Clarity from leaders is a wonderful thing. It shows they know what they want to do, and that they have the courage of their convictions to explain it plainly.
Clarity is evident in the final report of the Georgia Senate’s Study Committee on Certificate of Need Reform, chaired by Sen. Greg Dolezal, R-Cumming. The directive is short and sweet: “the Study Committee recommends that Georgia’s CON laws should be repealed in their entirety.”
Amen.
Similarly clear is the committee’s concise summary of its findings justifying that recommendation:
“Based upon the testimony, research presented, and information received, the (committee) has found that the problem which Georgia’s CON laws were intended to combat no longer exists. The CON process is used by market incumbents to prevent competition and deny patients the benefits therefrom. The CON laws prevent the citizens of Georgia from benefiting from advances in health care delivery, especially in rural communities.”
Amen to all that, too.
Let’s go through those findings. But first, for those who need a refresher: CON laws require state approval for various types of healthcare facilities, equipment and services. They also give existing providers a “competitor’s veto”: They can object to a CON application, effectively turning it into a lawsuit – making it costlier and more time-consuming to pursue, and ultimately more likely to be rejected.
These laws block not only new hospitals from being built, but new surgery centers, imaging centers, childbirth facilities and others. In a state where access to care is lacking, these laws stand in the way of making care more accessible and affordable.Given all that, what exactly was the problem CON laws were supposed to address, and why does it no longer exist?

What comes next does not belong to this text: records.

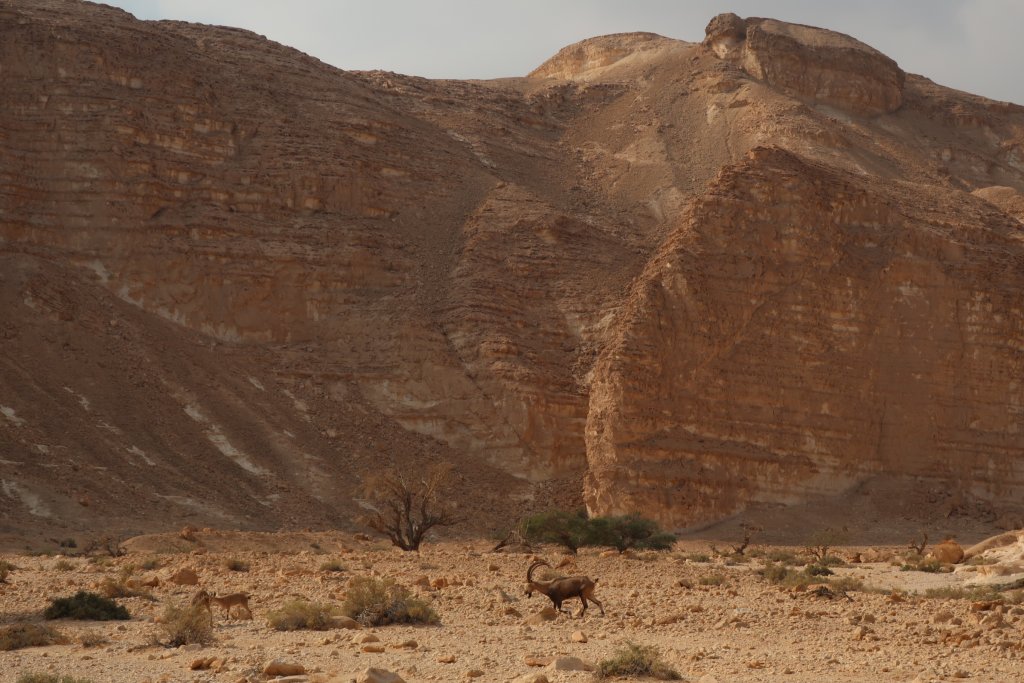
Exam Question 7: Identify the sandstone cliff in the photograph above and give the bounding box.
[0,0,1024,533]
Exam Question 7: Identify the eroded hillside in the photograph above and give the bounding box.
[0,0,1024,533]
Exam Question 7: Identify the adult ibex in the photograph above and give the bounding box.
[526,560,604,616]
[191,591,252,622]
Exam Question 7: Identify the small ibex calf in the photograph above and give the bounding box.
[526,560,604,616]
[191,591,253,621]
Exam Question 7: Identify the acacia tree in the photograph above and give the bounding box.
[364,463,458,551]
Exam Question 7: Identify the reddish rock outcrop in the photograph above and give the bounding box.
[705,14,905,115]
[0,0,1024,543]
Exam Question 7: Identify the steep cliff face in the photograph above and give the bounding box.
[587,148,1024,526]
[0,0,1024,544]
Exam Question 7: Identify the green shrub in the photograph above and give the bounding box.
[224,557,249,571]
[76,631,111,647]
[341,577,440,626]
[521,510,592,554]
[17,673,92,683]
[768,549,797,564]
[321,560,345,572]
[160,605,213,647]
[266,600,338,631]
[585,515,676,553]
[597,642,682,681]
[43,591,130,622]
[900,557,942,573]
[0,624,68,652]
[697,573,725,586]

State CON laws came from a federal mandate in the 1970s. At the time, Washington largely picked up the tab for new hospital facilities and pricey medical equipment, and it wanted to ensure it was spending tax dollars wisely. Officials also worried that more facilities would lead to more care being provided unnecessarily – that “in an insured population, a hospital bed built is a hospital bed filled.”
But that’s not how we finance new healthcare facilities anymore, and Congress repealed its mandate for states to have CON laws in 1986. Yet, most states still maintain these laws.
So the problem CON laws were meant to solve no longer plagues us. Today, private capital backs most proposed new facilities. Why not let investors invest?
Defenders of CON laws like to say the healthcare industry is different from others, that it wouldn’t be economically viable for hospitals and other providers to compete with one another rather than focusing on their patients. But the only reason this even seems true is the existence of CON laws.
If any other industry had laws protecting its members from new entrants, that industry, too, would argue that its economics didn’t allow for more providers. It might even adopt some of the same practices – such as opaque pricing and aggressive vertical consolidation – that make healthcare appear to be a vulnerable industry. The arguments in defense of CON are circular.
All of this denies patients the benefits of healthcare advances, particularly in rural communities. It has become so expensive and time-consuming to file a CON application that the bar for even trying to build something new has become too high. Rural communities don’t offer the critical mass of potential patients to make an application worth the risk. And it’s not as if CON laws have prevented a spate of rural hospital closings over the past decade-plus.
So, rather than protecting what rural communities have, CON laws mostly just make it less likely they’ll get anything new.
The Senate passed a modest CON repeal bill earlier this year, only to see it idle in the House. The House also has a CON study committee this year, and its report is due soon. If it has the same inspired clarity as the Senate’s report, Georgia patients may finally get some new options.